Many tests in statics and other tasks rely on the assumption that your data is somewhat normally distributed. For example, when modeling with linear regression, normality is assumed. This is similar for many hypothesis tests. In this article, we will learn how to conduct Normality Tests in R.

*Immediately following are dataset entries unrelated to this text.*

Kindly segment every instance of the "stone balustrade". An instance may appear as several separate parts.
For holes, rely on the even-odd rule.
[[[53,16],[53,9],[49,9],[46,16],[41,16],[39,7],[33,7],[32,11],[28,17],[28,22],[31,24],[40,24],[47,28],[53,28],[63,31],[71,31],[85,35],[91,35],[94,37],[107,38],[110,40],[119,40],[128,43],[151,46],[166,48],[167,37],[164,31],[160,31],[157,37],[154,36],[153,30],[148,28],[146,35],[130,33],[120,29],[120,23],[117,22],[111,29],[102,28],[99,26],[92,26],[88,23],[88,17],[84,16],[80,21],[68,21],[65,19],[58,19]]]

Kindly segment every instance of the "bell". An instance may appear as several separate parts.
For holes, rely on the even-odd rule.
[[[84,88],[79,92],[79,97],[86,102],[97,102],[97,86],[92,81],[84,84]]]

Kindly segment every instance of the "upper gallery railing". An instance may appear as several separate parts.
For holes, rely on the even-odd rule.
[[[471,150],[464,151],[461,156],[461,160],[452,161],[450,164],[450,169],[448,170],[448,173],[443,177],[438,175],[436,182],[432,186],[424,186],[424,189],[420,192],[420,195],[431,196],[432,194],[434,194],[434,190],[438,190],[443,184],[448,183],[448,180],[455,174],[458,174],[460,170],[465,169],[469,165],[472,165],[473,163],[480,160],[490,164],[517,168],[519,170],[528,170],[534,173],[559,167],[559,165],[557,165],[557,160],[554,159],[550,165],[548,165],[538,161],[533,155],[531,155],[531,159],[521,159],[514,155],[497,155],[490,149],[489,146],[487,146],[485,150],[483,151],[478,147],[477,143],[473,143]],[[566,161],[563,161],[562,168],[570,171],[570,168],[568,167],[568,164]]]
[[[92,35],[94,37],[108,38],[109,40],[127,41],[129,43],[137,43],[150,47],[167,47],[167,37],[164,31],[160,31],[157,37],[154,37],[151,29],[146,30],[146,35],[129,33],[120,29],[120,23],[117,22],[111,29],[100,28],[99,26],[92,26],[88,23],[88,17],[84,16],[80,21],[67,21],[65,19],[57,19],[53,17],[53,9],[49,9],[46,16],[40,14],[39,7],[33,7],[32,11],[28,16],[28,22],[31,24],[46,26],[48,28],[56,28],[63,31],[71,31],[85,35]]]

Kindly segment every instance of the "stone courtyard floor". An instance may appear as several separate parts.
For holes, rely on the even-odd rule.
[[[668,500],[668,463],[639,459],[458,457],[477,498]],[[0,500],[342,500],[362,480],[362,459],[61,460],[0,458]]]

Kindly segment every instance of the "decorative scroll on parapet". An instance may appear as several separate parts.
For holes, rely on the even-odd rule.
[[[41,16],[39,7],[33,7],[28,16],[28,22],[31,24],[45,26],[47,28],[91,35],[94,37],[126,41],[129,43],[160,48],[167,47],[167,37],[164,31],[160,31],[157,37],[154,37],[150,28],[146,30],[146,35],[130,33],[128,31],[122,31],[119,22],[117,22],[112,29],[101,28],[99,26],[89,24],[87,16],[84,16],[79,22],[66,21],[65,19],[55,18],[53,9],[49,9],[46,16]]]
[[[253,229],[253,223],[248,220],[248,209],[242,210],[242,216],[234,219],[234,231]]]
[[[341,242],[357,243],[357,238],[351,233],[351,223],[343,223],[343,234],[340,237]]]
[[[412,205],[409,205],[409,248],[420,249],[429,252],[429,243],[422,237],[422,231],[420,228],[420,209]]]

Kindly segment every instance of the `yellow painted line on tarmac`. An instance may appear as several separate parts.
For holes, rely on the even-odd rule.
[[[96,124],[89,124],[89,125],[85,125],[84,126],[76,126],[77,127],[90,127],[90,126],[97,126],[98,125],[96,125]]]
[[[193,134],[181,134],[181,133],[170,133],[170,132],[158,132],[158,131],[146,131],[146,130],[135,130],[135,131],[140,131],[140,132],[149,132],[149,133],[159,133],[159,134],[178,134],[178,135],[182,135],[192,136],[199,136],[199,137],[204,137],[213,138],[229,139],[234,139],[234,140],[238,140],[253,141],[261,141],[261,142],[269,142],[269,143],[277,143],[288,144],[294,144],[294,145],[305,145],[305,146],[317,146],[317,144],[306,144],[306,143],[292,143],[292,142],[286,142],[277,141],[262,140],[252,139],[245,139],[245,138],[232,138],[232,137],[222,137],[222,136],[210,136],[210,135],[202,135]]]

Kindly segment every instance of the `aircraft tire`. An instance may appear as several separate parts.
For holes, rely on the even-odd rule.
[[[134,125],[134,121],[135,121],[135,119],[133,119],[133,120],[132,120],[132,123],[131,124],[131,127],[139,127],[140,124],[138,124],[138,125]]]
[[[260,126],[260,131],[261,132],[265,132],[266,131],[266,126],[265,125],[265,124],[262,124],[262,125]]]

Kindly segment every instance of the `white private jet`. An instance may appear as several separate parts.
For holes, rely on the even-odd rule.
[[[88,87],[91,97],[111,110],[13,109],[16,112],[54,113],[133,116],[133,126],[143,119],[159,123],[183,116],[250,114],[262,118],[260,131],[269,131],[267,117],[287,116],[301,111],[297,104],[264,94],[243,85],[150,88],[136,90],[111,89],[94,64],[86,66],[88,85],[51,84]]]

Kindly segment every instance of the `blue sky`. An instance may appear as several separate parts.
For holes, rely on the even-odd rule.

For this tutorial, we will use the mtcars
data set that is built in to
R. We can load using the following command: data(mtcars)
.
data(mtcars)
head(mtcars)
## mpg cyl disp hp drat wt qsec vs am gear carb
## Mazda RX4 21.0 6 160 110 3.90 2.620 16.46 0 1 4 4
## Mazda RX4 Wag 21.0 6 160 110 3.90 2.875 17.02 0 1 4 4
## Datsun 710 22.8 4 108 93 3.85 2.320 18.61 1 1 4 1
## Hornet 4 Drive 21.4 6 258 110 3.08 3.215 19.44 1 0 3 1
## Hornet Sportabout 18.7 8 360 175 3.15 3.440 17.02 0 0 3 2
## Valiant 18.1 6 225 105 2.76 3.460 20.22 1 0 3 1
There are two visual tests we can conduct to check normality. The first is to plot the distribution of our variables and see if the distribution matches the normal distribution. Let’s see an example with the horse power of our cars in the mtcars data set. We can see the horse power seems to be skewed right and does not follow the normal distribution.
hist(mtcars$hp)
The second way is to create a QQ plot. On a QQ plot we look to see if
the data follows a straight, positive, increasing line. We can use R’s
qqnorm
and qqline
to create this plot.
## Plot with a qqnorm and line
qqnorm(mtcars$hp)
qqline(mtcars$hp)
Above we can see that the poitns deviate from the straight line and don’t seem to follow a normal distribution.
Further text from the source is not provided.